Il percorso seguirà idealmente la Faglia Gloria, che unisce a livello geologico la zolla europea e quella africana, delineando quindi un confine diverso rispetto a quello geografico, come appare in superficie e corrispondente al bacino del Mediterraneo. Questa frattura è lunga circa 400 chilometri, si estende dalle Azzorre, supera Gibilterra e prosegue verso la Sicilia, risalendo intorno alla Calabria e fino alle Alpi, seguendo la catena degli Appennini. Dall’Italia, poi, la Faglia scende di nuovo, segue le coste croate, albanesi e greche, attraversa Cipro e arriva in Turchia, dove prende il nome di Faglia Est Anatolica. In questo viaggio sinuoso, la placca smuove energie primordiali e profondissime, responsabili non solo degli eventi tellurici che spesso colpiscono la Penisola ma anche di una peculiare conformazione antropologica e culturale dei popoli che vi vivono in corrispondenza.
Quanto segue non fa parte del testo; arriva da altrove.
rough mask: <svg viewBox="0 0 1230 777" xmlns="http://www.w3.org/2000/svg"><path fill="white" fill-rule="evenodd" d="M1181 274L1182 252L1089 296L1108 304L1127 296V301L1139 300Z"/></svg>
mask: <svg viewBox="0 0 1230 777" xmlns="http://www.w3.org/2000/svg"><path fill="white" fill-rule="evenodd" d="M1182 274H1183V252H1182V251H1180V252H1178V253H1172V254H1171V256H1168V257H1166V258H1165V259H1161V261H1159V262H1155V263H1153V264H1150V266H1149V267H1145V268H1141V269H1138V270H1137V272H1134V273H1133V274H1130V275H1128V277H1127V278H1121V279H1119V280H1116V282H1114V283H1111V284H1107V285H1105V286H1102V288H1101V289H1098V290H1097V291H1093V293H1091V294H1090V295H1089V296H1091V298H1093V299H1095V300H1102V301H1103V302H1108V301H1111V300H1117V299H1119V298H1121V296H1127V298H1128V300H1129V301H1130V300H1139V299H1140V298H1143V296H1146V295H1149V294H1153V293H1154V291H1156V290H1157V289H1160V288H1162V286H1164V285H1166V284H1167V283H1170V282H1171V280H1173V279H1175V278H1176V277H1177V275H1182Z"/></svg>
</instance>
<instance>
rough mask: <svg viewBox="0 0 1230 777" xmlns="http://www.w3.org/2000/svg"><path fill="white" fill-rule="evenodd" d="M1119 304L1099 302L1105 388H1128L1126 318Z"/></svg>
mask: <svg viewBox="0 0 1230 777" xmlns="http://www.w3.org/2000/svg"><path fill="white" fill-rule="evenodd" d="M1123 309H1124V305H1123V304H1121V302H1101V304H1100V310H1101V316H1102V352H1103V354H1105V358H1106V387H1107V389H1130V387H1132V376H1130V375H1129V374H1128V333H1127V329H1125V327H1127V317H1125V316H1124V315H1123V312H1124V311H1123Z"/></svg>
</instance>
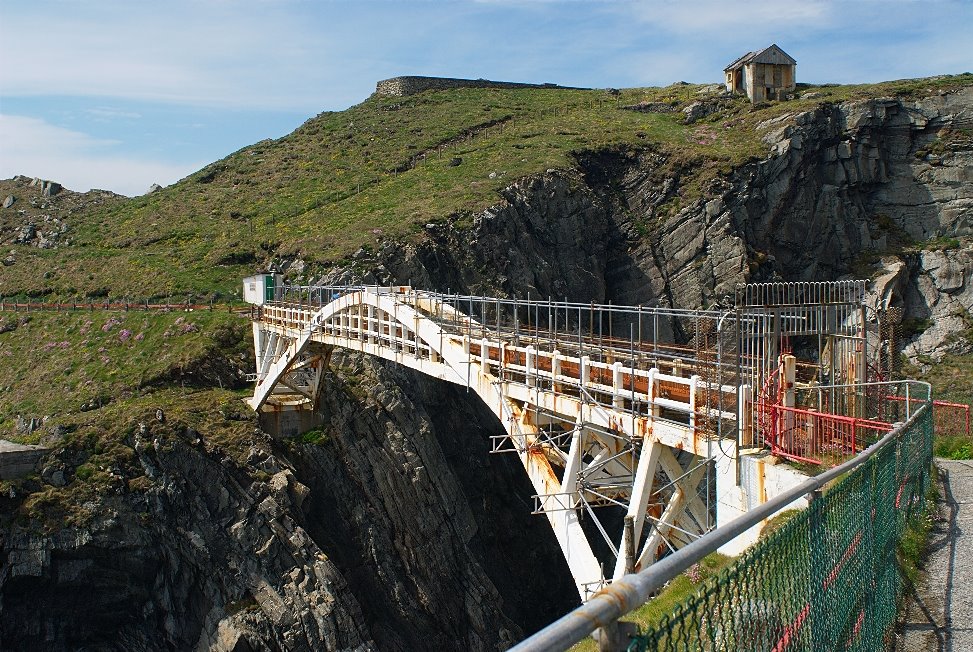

«In ogni epoca, le rotte segnalano la necessità di trovare spazi di libertà: attraverso questi itinerari, nei secoli, i popoli hanno definito e condiviso aspetti culturali relativi al sacro, alle tradizioni, all’episteme, alla memoria, hanno esplorato e si sono confrontati con la storia, il tempo e l’ignoto. Nella Francigena Meridionale del Lazio, l’unione tra Roma e Gerusalemme, ma anche la costruzione di una cultura mediterranea condivisa che ha prima incluso il continente africano e quello asiatico e poi per via marittima le Americhe», spiega Frascarelli.
Il cammino di Giorgio Andreotta Calò ripercorre al contrario la direttrice di trasmissione delle onde sismiche, per dare vita a un’azione rituale e apotropaica, personale e collettiva, che rifletta sullo stato di crisi generato dal terremoto. Partendo da Venezia, città natale dell’artista, luogo indagato anche in altri momenti della sua ricerca e dove, peraltro, ha avvertito il sisma del 24 agosto 2016, Andreotta Calò, che abbiamo recentemente visto in una bella personale all’Hangar Bicocca di Milano, si dirige verso il suo epicentro, trasformando l’evento luttuoso del terrae motus in un motus di scoperta, conoscenza e scambio, con il paesaggio e con le altre persone che lo attraversano.
«Il 24 agosto 2016 mi trovavo a Venezia (lì stavo lavorando alla realizzazione del padiglione italiano). Con lo studio avevamo progettato di spostarci all’Aquila – lì avremmo studiato le architetture emergenziali, fatte di puntelli e strutture di sostegno. Ma quel 24 Agosto in studio, nella notte, sentii una scossa che proveniva da qualche luogo imprecisato e lontano. Poche ore dopo già si sapeva che quella scossa giungeva da Amatrice», spiega Andreotta Calò.